What is it?
Manband is an open source Ruby workflow engine. It is made of workflow engines and job managers. It is fully scalable (both engines and job managers) and support errors (loss of a server for example).
Workflows are a YAML format text description of the commands to run. It executes command-line scripts on input file patterns.
It also provides an optional web interface to manage the workflows.
How it works
Manband works with RabbitMQ as main AMQP messaging.

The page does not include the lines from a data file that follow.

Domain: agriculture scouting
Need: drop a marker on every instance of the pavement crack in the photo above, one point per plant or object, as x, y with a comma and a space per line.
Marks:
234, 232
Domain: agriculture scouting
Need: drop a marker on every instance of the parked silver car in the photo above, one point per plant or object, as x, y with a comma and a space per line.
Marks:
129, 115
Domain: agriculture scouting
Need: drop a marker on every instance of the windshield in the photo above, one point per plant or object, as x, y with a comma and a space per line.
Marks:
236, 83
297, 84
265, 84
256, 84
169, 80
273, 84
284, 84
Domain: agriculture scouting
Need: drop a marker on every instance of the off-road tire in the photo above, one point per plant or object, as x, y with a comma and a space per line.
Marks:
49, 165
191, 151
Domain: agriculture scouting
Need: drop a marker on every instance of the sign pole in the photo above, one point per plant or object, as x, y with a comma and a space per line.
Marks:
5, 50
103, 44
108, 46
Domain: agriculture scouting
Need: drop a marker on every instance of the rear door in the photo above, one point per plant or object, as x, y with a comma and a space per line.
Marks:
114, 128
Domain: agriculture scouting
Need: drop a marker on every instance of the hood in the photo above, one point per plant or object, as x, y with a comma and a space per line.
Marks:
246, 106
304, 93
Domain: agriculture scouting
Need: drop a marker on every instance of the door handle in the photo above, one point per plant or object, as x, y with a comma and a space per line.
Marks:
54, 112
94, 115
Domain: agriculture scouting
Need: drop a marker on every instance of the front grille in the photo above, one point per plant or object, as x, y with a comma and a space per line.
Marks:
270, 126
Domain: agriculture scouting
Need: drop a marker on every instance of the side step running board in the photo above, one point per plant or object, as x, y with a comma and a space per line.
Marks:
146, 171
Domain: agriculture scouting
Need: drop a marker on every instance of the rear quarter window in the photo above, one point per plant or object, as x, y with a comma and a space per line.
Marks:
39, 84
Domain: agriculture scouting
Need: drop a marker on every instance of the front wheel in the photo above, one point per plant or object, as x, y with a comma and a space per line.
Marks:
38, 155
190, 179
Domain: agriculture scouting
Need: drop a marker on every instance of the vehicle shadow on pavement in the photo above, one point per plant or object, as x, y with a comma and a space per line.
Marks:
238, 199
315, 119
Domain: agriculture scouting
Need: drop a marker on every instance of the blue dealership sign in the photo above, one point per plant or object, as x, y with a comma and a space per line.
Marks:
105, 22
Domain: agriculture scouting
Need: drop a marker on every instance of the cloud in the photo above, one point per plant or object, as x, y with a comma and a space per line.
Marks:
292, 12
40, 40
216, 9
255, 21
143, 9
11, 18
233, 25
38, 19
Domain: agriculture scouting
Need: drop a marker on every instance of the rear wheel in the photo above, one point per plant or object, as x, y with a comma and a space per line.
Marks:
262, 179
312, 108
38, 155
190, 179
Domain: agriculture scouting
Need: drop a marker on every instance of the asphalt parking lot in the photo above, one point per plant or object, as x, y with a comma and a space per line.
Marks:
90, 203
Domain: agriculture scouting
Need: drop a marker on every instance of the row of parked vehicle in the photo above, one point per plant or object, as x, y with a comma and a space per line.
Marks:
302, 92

Input programs creates a workflow definition and sends a start message to master queue. One of the master (workflowhandler) processes the message and looks at nodes to be managed. Master sends a run message run to the node queue. A node (jobhandler) processes the message, run the workflow node command and sends back a finish message. Master processes finish message and treat next nodes.
- Workflow suspend/resume
- Jobs status monitoring
- Stop workflow on 1 job error, resume on errors
- Parallel managementt of data according to regexp string (one job per matching file)
- Job breakpoints
- Message tracking
- S3 storage
- Multi instances
- Execute with user rights
- IF case management
- Interactive jobs (support job acknowledge by an other party)
Some configuration can be set via a config file with the --conf option.
Program will also search for a file ".manband" in user home directory.
If none is used, program will use defaults.
An example conf file is available in test directory (conf.yaml).
It is possible to configure the job handler to execute the command with the user rights. To do so, just add "sudo: true". This option must be used in a secure environment only and users must match system users.
A workflow or a job can be suspended. If a workflow is suspended, then all current jobs end their treatment and pause. A workflow resume will trigger a continue on all suspended jobs or to restart all jobs in error. A workflow can be suspended during its run at any time.
If a job is in error, then workflow is set in error. It is possible to resume the workflow to restart the jobs in error.
Command can refer to the result directory of an other job (which should be over at the time of execution). To do this, a special syntax is used #node.nodename# with a regexp to select files in the directory. Each match will execute a job instance. Job is over when all instances are over. If nodename starts with local, one can specify a local directory instead of a nodename.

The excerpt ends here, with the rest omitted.